ADULTHOOD, we can safely say, is a state of your life when the passage from child to adult occurs. The pillars of adulthood revolve around taking responsibility for oneself and being independent. WOMANHOOD or MANHOOD are two concepts less used, but are, in many ways, the sum of Adulthood. They explore pillars that are exclusive to becoming a woman or a man, generally physical, hormonal and emotional changes, and mark the beginning of this new stage of life.

But in this day and age, you would never claim that learning to cook a few basic meals, or being kind to others was a pillar of womanhood. You would never claim that learning to deal with office politics and balancing your budget was a pillar of manhood. They are pillars of adulthood, undertaken by both men and women when they come of age. Throughout time, the definition of womanhood and manhood has morphed into the juggernaut of adulthood so while sixty years ago you may have gotten away with claiming that ‘sewing your wild oats’ was all part of the passage of manhood while ‘accepting that you’re not allowed to be a total slut’ is all part of womanhood, today you’d be laughed out of the pub. Or beaten up by a chick.

CHILDHOOD

CHILDHOOD, we can safely say, is the state of your life when you are considered a child. There is a blurry bit in your teens where you transition physically, mentally, emotionally and socially while still being legally considered a child, but all in all we can agree that anyone up to the age of 13 is a child. The terms BOYHOOD and GIRLHOOD are unlikely to ever be heard outside an Enid Blyton novel, but would you say that running around, riding bikes and climbing trees is all part of boyhood? No, because it’s all part of childhood and labelling it such makes undue (and untrue!) exclusion in activities that all kids can take part in and enjoy. I don’t remember athletics being split into boys and girls when I was a kid. And I remember winning a lot of sprints.

And so we come to the final frontier of the passage of human life when we hit PARENTHOOD but we still can’t grasp that all that love and nurturing and patience is something that fathers are not only capable of but truly excellent at. My father’s tears at my wedding are a testament to it. My husband gently stroking my daughter’s arm until she falls asleep is, too.

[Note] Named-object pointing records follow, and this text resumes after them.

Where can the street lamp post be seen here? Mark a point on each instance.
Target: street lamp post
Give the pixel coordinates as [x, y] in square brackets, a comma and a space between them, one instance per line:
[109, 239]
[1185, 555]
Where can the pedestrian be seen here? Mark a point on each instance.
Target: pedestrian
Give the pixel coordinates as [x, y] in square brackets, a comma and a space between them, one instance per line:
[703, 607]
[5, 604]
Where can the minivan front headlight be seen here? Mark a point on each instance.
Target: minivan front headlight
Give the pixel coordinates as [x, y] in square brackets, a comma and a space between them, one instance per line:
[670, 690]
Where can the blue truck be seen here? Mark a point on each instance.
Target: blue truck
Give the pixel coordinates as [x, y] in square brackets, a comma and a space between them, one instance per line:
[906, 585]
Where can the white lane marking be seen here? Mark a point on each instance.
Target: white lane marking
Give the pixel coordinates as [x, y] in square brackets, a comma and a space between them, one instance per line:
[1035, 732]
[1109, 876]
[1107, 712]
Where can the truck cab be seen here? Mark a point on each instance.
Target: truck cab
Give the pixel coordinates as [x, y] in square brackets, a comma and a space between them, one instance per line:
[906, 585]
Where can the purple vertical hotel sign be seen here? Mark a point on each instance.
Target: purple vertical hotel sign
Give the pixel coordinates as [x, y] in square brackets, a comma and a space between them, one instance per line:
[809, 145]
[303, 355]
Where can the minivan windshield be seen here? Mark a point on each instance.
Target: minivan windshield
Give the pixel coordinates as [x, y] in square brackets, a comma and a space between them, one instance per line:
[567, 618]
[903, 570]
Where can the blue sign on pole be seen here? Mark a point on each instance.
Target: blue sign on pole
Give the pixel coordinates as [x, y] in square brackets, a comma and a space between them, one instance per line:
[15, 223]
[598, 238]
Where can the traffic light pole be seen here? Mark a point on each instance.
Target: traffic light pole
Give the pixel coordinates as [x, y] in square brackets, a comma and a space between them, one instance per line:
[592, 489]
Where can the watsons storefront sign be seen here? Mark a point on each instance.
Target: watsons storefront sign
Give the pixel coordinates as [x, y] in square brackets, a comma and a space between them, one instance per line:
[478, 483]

So I beg you: whatever your own unique family roles, quit calling parenthood motherhood. Let’s demand that our local ‘Mothers’ Group’ become ‘Parents’ Group’ where both mum and dad are welcome to share stories and experiences, tips and support at a time of the week that both mums and dads can attend (i.e., not 11am on a Tuesday). It’s already happening in some municipalities – rock on, City of Melbourne! – and it doesn’t take away from the idea that you can meet a bunch of great people who end up becoming your lifelong friends. Let’s share the joys and the responsibility of raising our kids. After all, we’re better together.

Sore nipples and a weak pelvic floor? TOTES MOTHERHOOD.

* Name has been changed but ‘Marty’ will probably know exactly who he is and he’s a champ.